Laporan: Ardiana Putri

Serikat Jurnalis untuk Keberagaman (Sejuk) dan Aliansi Jurnalis Independen (AJI) Surabaya mengadakan program pelatihan untuk para jurnalis di Jawa Timur. Beberapa materi menarik tentang isu keberagaman dipaparkan dalam kegiatan ini, salah satunya tentang Peran Media dan Isu Gender, yang berkaitan dengan perempuan.

Mendatangkan pemantik profesional, Devi Asmarani, yang merupakan Pemimpin Redaksi Magdalene.co, sebuah media nasional yang fokus pada isu-isu perempuan. Para peserta diajak untuk merenungi, bahkan mengkritisi cara media menyajikan sebuah informasi terutama yang bersinggungan dengan perempuan.

Dalam sesi diskusi tersebut, dipaparkan dosa-dosa media massa, memperlakukan perempuan dan beberapa kaum minoritas lainnya seperti transgender, gay serta lesbian.

“Dalam judul-judul di media kita, suka sekali menggunakan diksi atau pilihan kata cantik atau hal-hal yang berbau seksualitas, padahal tidak ada kaitannya sama sekali dengan isi yang dibahas.
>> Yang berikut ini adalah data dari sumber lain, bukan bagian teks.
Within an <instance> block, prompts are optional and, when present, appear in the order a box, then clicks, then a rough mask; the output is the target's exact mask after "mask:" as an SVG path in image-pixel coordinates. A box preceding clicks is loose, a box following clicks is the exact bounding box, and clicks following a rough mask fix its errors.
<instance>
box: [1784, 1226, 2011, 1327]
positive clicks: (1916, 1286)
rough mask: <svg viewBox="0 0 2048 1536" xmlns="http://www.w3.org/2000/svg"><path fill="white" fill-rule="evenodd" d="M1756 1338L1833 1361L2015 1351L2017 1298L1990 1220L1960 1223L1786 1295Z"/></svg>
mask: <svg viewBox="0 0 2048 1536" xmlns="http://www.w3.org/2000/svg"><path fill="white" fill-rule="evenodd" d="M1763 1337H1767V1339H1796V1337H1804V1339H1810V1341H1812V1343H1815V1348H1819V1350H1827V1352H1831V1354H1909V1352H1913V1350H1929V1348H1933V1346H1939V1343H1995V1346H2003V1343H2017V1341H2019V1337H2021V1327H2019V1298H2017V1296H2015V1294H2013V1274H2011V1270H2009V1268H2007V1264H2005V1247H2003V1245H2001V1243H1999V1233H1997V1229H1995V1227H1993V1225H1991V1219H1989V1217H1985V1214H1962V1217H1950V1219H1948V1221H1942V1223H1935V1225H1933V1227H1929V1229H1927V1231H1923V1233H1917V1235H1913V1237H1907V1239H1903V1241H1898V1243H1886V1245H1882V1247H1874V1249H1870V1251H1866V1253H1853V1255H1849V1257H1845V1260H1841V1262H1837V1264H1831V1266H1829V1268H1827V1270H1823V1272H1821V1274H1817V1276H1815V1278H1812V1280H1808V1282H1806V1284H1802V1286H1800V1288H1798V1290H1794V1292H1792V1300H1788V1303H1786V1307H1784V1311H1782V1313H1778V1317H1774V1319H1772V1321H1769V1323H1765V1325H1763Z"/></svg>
Itu hanya bumbu untuk membuat pembaca semakin penasaran,” ungkap Devi Asmarani.

Selain itu, pada pemberitaan tentang kasus kekerasan seperti perkosaan, seringkali media massa justru menyudutkan korban yang merupakan seorang perempuan.

Misalnya, berita berjudul Seorang Wanita Cantik Diperkosa dan ditemukan Tanpa Mengenakan Celana Dalam.

Menurut Devi, kata cantik dan celana dalam, hanya akan menambah penderitaan korban. Media massa saat ini cenderung mengobjektivasi seksualitas perempuan, demi meningkatkan kunjungan pembaca.

“Apalagi ada pula beberapa media yang sering menceritakan kronologi secara detail, bagaimana perkosaan itu terjadi, itu tidak perlu,” imbuh perempuan yang sudah puluhan tahun berkecimpung di industri media massa itu.

Sementara itu, Dini Wardani, peserta program pelatihan dari RRI Surabaya mengatakan, dirinya sangat beruntung mengikuti sesi diskusi tersebut. Ia mengaku mendapat wawasan baru yang sangat bermanfaat bagi dirinya, yang merupakan seorang jurnalis.

“Saya harus menerapkannya di media saya, agar konten-konten yang disajikan lebih berkualitas dan tidak bias gender,” ungkapnya.

Program pelatihan jurnalis keberagaman ini, diikuti berbagai media massa, mulai dari media online, cetak hingga televisi. Tak hanya jurnalis dari berbagai wilayah di Jawa Timur, tapi juga dihadiri komunitas Gusdurian.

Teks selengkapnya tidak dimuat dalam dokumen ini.